Testschlappe für Gentherapeutikum

Klinische Tests mit manipulierten Adenoviren sind nicht ohne Risiko für den Nachwuchs der Probanden

Einen „wichtigen medizinischen Durchbruch“ bei der Entwicklung eines Genmedikaments für Bluter vermeldete das Unternehmen Avigen vor zwei Jahren in einer Pressemitteilung. Dieselbe Formulierung tauchte kurz darauf in unzähligen Zeitungsartikeln auf. Der Aktienkurs der kalifornischen Biotec-Firma stieg, und potenzielle Investoren wurden angelockt – was wohl auch der Sinn der Übung gewesen war. Im November 2000 biss schließlich die Leverkusener Bayer AG an. Der Chemiemulti beteiligte sich mit 15 Mio.
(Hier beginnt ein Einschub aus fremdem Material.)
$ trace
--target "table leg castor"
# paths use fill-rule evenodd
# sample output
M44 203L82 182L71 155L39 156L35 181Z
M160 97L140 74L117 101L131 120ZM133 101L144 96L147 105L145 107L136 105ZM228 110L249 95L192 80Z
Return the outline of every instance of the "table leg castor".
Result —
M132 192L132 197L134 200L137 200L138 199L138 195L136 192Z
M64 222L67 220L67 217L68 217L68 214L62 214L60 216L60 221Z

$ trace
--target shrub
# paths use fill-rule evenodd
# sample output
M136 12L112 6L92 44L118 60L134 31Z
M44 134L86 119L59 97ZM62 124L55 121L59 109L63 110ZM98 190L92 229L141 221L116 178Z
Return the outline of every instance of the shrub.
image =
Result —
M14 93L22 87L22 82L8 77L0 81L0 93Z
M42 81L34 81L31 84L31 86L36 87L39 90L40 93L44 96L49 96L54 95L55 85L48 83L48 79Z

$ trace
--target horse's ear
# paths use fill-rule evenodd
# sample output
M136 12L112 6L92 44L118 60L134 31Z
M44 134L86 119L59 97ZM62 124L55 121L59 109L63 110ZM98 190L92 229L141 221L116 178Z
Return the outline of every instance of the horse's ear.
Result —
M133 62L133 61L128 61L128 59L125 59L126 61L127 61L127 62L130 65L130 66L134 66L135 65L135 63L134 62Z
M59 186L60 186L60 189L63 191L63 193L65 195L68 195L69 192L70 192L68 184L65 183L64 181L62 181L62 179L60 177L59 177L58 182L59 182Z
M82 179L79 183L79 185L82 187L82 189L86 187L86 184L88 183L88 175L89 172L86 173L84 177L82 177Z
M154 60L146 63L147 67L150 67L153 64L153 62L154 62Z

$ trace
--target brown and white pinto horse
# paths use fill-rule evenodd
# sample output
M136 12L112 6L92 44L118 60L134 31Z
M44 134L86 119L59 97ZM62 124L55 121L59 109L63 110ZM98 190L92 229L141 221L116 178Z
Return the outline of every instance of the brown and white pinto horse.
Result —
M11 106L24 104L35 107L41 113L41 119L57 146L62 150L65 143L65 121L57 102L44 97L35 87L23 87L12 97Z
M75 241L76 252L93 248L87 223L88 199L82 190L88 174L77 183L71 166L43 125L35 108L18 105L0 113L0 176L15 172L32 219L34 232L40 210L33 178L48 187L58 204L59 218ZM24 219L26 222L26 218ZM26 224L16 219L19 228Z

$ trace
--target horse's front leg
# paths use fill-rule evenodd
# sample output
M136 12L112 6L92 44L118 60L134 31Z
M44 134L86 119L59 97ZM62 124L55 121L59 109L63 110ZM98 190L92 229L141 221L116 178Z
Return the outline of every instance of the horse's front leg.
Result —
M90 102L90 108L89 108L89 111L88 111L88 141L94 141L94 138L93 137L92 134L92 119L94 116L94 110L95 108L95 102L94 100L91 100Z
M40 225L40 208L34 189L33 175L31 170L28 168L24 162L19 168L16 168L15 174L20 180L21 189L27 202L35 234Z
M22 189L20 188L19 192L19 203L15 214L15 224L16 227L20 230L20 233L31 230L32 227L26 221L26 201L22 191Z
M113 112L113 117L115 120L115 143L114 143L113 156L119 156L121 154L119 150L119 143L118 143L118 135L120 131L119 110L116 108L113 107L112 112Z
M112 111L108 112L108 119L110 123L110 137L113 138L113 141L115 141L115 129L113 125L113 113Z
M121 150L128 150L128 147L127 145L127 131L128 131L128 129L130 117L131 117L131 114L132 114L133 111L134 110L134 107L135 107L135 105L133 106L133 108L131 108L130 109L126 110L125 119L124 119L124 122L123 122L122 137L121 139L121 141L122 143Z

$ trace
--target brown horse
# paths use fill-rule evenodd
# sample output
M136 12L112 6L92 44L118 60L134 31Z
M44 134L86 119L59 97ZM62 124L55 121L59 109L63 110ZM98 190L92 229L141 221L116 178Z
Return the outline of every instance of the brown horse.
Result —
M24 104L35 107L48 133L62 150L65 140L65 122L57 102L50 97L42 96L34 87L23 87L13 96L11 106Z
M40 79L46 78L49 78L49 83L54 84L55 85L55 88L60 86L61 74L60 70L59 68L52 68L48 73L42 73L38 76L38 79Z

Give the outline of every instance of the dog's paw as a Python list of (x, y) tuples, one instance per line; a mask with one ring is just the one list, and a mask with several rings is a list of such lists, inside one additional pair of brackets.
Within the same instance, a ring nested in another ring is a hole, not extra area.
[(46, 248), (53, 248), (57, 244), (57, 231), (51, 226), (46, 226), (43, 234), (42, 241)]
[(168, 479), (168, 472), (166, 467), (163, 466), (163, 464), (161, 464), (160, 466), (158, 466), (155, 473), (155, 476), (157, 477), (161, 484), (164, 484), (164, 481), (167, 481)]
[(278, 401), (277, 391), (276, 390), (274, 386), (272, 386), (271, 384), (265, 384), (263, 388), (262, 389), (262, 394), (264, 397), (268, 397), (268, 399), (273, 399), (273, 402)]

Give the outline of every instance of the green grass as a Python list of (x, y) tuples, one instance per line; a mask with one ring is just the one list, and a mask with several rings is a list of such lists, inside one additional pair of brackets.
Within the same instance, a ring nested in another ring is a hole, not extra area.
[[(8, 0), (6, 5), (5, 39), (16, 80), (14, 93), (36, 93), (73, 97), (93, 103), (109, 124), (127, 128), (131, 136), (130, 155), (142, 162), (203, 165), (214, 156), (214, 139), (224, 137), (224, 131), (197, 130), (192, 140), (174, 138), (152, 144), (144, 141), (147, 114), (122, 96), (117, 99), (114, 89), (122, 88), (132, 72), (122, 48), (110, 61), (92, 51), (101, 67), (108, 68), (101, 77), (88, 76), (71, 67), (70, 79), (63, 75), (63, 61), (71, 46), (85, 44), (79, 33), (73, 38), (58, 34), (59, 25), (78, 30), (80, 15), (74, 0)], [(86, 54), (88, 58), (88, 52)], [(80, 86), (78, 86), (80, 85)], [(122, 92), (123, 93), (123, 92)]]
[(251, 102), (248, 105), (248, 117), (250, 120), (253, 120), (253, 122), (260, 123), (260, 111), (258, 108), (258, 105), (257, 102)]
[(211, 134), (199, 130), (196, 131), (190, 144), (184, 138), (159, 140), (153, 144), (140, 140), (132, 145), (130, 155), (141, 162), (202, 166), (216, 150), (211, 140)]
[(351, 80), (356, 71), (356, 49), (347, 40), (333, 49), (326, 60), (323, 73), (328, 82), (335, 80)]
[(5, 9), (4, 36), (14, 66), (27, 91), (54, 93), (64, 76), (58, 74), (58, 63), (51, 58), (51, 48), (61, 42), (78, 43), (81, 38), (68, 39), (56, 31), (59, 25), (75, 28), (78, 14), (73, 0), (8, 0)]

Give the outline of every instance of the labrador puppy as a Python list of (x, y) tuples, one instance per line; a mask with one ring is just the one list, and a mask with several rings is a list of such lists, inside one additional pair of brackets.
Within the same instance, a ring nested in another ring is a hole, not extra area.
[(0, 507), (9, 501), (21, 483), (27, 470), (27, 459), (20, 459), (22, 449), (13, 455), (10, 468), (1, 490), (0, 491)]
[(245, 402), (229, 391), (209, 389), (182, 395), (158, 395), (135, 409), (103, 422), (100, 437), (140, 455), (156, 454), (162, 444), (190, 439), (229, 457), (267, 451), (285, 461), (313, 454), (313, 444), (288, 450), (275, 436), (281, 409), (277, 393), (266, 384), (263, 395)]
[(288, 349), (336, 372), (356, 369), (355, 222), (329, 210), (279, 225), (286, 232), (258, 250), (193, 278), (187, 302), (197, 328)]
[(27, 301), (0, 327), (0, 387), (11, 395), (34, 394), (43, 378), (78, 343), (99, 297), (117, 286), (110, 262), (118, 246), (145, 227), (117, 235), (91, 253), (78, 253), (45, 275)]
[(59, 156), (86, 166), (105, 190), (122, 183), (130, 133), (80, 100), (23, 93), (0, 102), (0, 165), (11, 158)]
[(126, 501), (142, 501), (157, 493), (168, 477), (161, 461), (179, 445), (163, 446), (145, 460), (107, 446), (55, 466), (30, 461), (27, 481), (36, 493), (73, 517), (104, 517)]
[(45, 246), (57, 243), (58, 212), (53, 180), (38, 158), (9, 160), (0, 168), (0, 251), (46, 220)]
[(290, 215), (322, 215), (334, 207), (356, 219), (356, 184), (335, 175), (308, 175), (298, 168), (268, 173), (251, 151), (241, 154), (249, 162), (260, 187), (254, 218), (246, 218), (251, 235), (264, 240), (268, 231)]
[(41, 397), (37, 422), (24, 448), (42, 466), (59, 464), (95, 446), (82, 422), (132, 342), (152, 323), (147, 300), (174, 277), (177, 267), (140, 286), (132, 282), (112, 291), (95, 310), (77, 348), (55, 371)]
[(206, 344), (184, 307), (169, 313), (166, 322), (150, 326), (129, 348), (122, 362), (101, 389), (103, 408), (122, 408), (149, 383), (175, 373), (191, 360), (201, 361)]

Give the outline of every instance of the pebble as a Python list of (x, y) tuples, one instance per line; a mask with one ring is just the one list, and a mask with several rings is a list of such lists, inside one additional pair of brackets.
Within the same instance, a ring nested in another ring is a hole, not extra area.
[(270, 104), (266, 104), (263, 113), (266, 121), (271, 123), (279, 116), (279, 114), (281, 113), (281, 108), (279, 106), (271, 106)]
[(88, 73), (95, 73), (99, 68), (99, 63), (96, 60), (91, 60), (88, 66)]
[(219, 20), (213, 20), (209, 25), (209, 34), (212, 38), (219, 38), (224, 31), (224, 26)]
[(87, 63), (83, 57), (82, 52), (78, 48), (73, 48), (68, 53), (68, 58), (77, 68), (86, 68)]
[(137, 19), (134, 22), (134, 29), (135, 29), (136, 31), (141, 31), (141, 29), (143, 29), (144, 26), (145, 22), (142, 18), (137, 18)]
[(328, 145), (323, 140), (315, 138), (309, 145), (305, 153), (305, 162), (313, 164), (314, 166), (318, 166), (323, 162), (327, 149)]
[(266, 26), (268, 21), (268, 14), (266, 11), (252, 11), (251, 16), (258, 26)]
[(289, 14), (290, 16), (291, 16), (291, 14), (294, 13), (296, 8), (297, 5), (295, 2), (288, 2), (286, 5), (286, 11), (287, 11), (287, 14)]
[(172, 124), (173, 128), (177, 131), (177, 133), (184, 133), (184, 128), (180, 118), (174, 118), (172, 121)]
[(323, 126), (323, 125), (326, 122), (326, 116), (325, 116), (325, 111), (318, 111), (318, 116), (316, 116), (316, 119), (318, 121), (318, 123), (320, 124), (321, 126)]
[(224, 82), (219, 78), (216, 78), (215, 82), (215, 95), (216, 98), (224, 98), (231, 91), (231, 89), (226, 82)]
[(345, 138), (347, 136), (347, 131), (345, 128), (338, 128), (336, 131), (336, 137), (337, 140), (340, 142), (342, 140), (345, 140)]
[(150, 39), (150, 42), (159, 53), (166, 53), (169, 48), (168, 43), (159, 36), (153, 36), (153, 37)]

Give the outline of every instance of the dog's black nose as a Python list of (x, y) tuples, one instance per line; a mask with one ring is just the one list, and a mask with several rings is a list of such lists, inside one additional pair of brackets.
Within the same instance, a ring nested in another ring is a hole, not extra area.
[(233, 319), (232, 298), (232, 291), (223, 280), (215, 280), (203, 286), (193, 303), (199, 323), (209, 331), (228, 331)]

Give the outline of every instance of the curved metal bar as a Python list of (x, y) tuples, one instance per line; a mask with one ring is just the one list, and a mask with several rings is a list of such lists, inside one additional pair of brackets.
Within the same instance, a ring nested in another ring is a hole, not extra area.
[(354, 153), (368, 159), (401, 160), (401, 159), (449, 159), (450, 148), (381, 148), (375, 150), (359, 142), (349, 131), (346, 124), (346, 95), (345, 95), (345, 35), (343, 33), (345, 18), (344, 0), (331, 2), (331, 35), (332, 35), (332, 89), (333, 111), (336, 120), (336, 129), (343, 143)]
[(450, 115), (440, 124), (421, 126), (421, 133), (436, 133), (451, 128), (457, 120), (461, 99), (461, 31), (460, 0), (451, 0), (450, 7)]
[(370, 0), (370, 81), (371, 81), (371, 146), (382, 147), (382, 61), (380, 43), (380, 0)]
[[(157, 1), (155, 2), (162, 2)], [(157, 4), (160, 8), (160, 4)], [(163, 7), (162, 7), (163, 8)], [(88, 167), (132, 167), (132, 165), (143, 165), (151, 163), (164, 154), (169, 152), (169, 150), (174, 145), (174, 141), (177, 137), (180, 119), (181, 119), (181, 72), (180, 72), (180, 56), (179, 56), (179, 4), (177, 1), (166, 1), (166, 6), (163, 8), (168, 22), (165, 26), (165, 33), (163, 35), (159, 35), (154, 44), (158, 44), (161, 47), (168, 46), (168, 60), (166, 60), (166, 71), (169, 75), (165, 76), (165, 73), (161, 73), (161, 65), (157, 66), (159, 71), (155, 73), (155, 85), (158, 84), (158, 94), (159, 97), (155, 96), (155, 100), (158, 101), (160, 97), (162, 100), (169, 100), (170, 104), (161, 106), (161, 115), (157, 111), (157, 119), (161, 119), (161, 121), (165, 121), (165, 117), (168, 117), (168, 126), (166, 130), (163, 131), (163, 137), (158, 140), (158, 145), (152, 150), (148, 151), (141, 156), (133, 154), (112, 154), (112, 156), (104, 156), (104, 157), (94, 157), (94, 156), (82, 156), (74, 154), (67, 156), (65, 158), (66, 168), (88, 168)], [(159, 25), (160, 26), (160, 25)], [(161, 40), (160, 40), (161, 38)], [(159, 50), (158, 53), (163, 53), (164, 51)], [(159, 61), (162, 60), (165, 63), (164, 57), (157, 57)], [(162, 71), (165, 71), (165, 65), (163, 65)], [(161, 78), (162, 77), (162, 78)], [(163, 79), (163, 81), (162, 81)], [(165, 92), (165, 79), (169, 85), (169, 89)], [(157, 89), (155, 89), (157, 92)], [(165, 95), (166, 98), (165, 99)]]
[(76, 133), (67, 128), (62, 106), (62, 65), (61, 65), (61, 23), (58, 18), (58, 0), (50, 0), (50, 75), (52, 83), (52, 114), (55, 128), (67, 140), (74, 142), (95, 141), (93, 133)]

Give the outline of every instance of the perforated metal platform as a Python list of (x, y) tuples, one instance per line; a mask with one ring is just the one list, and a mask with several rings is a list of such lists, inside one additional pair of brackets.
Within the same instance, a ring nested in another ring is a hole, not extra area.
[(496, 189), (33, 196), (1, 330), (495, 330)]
Dollar an Avigen und sicherte die Finanzierung der kostspieligen dritten und letzten Testphase vor der Zulassung des Mittels zu. Insgesamt 60 Millionen Dollar war dem Konzern die Aussicht auf ein Präparat für Hämophilie-B-Kranke wert, das mittels Erkältungsviren, so genannten Adenoviren, Gerinnungsfaktoren produzierende Gene in Muskelzellen schleust und so die Anzahl der von den Blutern benötigten Transfusionen bedeutend senkt.

Es gab sogar schon einen Namen für das Pharmazeutikum: Coagulin B. Nur mit dem Wirksamkeitsnachweis haperte es: Der die Erprobung für Avigen an der Stanford University leitende Mark Kay musste die Versuche abbrechen. Lediglich einem Beitrag der Frankfurter Allgemeinen Sonntagszeitung war ein Hinweis auf die Schlappe zu entnehmen. Kay ließ sich jedoch den sprichwörtlichen Branchenoptimismus nicht austreiben und berichtete dem FAS-Journalisten von ermutigenden Resultaten beim neuerlichen Coagulin-Anlauf mit Leberzellen als Produktionsort für Gerinnungsfaktoren: „Bisher sind keine bedeutsamen Nebenwirkungen aufgetreten.“

Das sollte sich bald ändern. Ende letzten Jahres meldete das Wissenschaftsjournal Nature, in der Samenflüssigkeit eines Testteilnehmers hätten sich Gensequenzen der Adenoviren gefunden. Da damit die Gefahr gegeben war, dass über die Fortpflanzung fremdes Erbmaterial in das Genom von Neugeborenen gelangt, unterbrach die US-Gesundheitsbehörde FDA die Versuche. Das Risiko eines Gentransfers war der Behörde nicht unbekannt. Sie hatte es bereits zur Auflage gemacht, Gentherapien ausschließlich an unfruchtbaren Männern zu erproben und lediglich bei lebensgefährlich Erkrankten ohne Therapiealternative Ausnahmen gestattet.

Da sich die Virenspuren nicht direkt im Sperma, sondern „nur“ in den anderen Bestandteilen der Samenflüssigkeit fanden, meinte Mark Kay abwiegeln zu können: „Wenn Sie sich die Bandbreite der anderen Risiken vergegenwärtigen, die Probanden in Arzneitests auf sich nehmen, dann ist dieses hier relativ klein.“ Die dem National Institute of Health (NIH) angegliederte Ethikkommission war derselben Auffassung. Sie sprach sich für eine Fortsetzung des gefährlichen Experiments aus. Der FDA blieb keine Wahl, als das Votum zu akzeptieren und weitere Versuche zu genehmigen.

Die Probleme mit Coagulin B erweitern die umfangreiche Unfallstatistik für den Bereich „Gentherapie“ um zwei weitere Einträge. Der Öffentlichkeit zugänglich ist sie nicht. Selbst das NIH informierte die Aufsichtsbehörden lediglich über 6 Prozent der Zwischenfälle – die von der Industrie finanzierten Genexperimente fallen nämlich unter das Handelsgeheimnis.

Zudem zauberten die Genfirmen wieder einmal einen „Durchbruch“ aus dem Hut. Jetzt soll es die Verwendung nicht mehr ganzer Viren, sondern nur noch ihrer Hüllen als „Gentaxis“ richten. Dieser neuerliche „Meilenstein“ verursachte bereits bei einer Testperson über 40 Grad Fieber, eine Leberentzündung sowie eine Absenkung der Anzahl der für die Blutgerinnung wichtigen Blutplättchen. Erst nach 19 Tagen stabilisierte sich der Gesundheitszustand.Und auch in diesem Fall ließ die FDA den Versuch unter der Vorgabe, die Anzahl der Viren abzusenken, nach einer Unterbrechung weiterlaufen. Die nächsten Pannen sind wohl vorprogrammiert.